We are studying these changes under the auspices of The Jefferson Project at Lake George, a collaborative effort between IBM Research, Rensselaer Polytechnic Institute and The FUND for Lake George. A core component of this project is the coupled system we developed to both observe and physically model the atmospheric, hydrological, hydrodynamic and ecological aspects of the lake and the surrounding region, which is now running operationally. This system includes a real-time, multi-modal observing system composed of in-situ sensors for atmospheric, stream and lake measurement that supports adaptive sampling driven by forecasted conditions from the models. There are over 50 platforms supporting over 500 sensors in the watershed. These data, as appropriate, are used for model verification, and to improve model initial conditions via data assimilation. Another goal for the coupled system is to drive ecological models that explain the interaction of flora and fauna in the lake as a food web. In addition, the coupled physical models drive geometric modelling to enable fixed and interactive visualizations of the watershed. To support both the modelling and the observing systems, there is an underlying cyberinfrastructure that includes a high-performance computing cluster and storage system, and data acquisition hardware and software. To enable data sharing and software reuse, community data models have been adopted for the data generated by this coupled system. As such, this capability is a testbed for addressing related issues in other lake watersheds, estuaries and similar ecosystems.
Atmospheric forcing is considered for both lake circulation and runoff models, the latter of which hydrologically forces the lake. To address the former, we build upon the on-going work with IBM Deep ThunderTM. It is based, in part, on the Advanced Research Weather (ARW) dynamical core of the Weather Research and Forecasting (WRF) community model. It is run operationally daily (initialized at 00 UTC) nested to 333m horizontal resolution for 36 hours for the watershed with high vertical resolution in the lower boundary layer. It operates in the very large eddy (VLES) regime with no boundary-layer parameterization.
For the runoff, a two-dimensional hydrological model has been implemented operationally using the community WRF-Hydro model, coined “Deep Runoff.” For its daily update, it is driven operationally by the 333m-resolution weather model and employs gridded stream routing at 41m resolution. The model has been extended for the transport of dissolved salt, originating from road surfaces. One of the applications is to consider potential nutrient loading in the lake driven from storm water runoff.

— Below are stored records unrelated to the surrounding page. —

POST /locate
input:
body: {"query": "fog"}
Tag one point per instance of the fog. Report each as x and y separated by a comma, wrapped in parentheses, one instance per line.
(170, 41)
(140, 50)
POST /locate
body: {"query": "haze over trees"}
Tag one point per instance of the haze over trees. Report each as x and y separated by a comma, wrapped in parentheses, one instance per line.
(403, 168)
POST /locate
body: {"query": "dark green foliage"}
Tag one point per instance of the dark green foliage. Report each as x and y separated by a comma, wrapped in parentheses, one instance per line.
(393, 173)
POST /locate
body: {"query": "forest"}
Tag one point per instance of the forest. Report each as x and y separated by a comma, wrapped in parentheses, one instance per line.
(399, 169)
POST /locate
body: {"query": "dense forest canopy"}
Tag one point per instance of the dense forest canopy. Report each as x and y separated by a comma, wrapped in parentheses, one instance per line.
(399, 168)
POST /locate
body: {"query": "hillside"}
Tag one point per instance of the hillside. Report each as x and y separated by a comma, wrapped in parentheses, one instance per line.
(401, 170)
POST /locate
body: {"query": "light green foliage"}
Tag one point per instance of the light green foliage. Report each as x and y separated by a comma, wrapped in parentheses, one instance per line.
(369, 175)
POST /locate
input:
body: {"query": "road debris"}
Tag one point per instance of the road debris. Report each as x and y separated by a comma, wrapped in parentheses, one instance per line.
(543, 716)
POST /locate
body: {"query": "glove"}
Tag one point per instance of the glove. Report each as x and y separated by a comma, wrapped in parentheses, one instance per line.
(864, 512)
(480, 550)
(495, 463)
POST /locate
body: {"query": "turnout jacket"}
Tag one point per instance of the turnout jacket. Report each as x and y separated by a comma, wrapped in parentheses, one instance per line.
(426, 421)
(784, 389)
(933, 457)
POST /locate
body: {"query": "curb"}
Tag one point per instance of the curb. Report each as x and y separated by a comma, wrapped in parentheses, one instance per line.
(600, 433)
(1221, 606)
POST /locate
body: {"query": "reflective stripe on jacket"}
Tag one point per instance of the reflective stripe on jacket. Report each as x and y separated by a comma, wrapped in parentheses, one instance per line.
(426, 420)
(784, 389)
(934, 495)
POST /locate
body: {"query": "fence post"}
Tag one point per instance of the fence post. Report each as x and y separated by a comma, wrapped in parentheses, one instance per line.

For the lake circulation, we build upon the on-going work with IBM DeepCurrent, which is now based, in part, upon the community, Stanford Unstructured Nonhydrostatic Terrain following Adaptive Navier-Stokes Simulator (SUNTANS), a three-dimensional, hydrodynamic model. It has been deployed with variable horizontal resolution from ~27m (near coastlines) to ~70m (in open water) and vertical variable resolution from 0.5 to 1.5m. Operationally, it is driven by the aforementioned meteorological and hydrological models to produce a 36-hour forecast, once per day.
In order to better understand the movement of biota in the lake, particle tracking and ecological models have been implemented, which are driven by the output of SUNTANS. The particle tracking is implemented as an interactive post-process leveraging the simulated velocity fields. A simple ecological model has been developed and deployed operationally that considers nutrients, phytoplankton, zooplankton, small and large detritus, and oxygen. It uses the aforementioned hydrodynamic and meteorological forcings to consider of phytoplankton and zooplankton. Phytoplankton is represented via a proxy, chlorophyll-a.
We will present an overview of each of these models and the observing system along with the results to date, including the model coupling and computing infrastructure required for operations. We will also discuss the automation for the coupled execution, including monitoring, visualization and validation. In addition, we will outline recommendations for future work.